Useful Database Seeding - Build APIs You Won't Hate: Everyone and their dog wants an API, so you should probably learn how to build them (2014)

Build APIs You Won't Hate: Everyone and their dog wants an API, so you should probably learn how to build them (2014)

1. Useful Database Seeding

1.1 Introduction

The first step to creating any sort of application is creating the database. Whether you are using some sort of relational platform, MongoDB, Riak, or whatever, you will need a vague idea of how your data is going to be stored.

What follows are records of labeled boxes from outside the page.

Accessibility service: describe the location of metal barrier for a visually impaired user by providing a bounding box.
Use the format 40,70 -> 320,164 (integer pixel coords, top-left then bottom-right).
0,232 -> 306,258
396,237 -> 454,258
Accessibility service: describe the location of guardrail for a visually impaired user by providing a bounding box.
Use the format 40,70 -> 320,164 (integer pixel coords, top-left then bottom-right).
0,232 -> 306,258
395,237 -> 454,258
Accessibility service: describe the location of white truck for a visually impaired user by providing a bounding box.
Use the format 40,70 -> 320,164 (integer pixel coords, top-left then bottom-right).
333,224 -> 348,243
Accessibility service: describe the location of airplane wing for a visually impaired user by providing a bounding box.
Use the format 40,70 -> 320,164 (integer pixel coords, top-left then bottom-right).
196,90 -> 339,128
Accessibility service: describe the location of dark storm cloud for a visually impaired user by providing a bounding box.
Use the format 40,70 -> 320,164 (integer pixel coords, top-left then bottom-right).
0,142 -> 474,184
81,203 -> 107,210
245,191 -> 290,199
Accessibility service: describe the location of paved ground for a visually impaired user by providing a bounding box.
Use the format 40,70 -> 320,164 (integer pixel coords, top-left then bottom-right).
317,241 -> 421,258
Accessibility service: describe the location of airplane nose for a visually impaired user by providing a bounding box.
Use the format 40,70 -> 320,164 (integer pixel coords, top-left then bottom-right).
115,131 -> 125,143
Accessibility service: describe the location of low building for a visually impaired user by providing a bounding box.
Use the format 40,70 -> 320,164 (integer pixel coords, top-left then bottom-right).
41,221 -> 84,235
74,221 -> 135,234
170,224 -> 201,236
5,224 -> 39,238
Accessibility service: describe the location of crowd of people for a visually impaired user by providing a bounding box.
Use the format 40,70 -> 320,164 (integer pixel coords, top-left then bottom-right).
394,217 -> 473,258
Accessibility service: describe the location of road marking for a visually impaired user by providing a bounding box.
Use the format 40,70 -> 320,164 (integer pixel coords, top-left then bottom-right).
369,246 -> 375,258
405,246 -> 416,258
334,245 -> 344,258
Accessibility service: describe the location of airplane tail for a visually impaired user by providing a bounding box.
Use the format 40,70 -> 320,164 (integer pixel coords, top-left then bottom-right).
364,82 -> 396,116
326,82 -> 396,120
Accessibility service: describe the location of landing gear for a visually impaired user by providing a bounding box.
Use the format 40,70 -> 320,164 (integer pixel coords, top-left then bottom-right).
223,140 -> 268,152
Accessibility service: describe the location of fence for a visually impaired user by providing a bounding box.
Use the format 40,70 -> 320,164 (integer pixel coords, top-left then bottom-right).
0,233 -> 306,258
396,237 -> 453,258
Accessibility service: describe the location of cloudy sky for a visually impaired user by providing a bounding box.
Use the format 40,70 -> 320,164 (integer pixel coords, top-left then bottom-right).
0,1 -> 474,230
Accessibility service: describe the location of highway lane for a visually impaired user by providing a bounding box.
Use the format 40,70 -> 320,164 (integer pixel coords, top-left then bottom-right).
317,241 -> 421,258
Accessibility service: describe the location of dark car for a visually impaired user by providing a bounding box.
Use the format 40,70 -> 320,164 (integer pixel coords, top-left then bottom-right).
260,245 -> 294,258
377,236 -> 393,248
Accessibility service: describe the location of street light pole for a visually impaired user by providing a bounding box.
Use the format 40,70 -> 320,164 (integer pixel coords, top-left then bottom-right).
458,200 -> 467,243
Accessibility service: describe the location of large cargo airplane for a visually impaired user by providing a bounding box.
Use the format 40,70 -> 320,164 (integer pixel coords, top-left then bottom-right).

For relational databases it is very likely you will start off your planning with an entity-relationship diagram and for document based databases such as MongoDB, CouchDB or ElasticSearch you will just let your application magically build a schema, but either way you need to create a plan - even if it is on a napkin. This book will assume a traditional relational database is storing your data but the principles are easily adapted for NoSQL systems too.

This chapter assumes you have already got a database designed and built. This chapter skips the “planning a database” section because there are plenty of other books on that already.

1.2 Introduction to Database Seeding

With a database schema designed and implemented, the next step is to store some data. Instead of entering your real data, it is far easier to use “dummy data” to test if the schema is appropriate for your API application. This brings the added benefit of letting you ditch the database and try again without worrying about maintaining the data.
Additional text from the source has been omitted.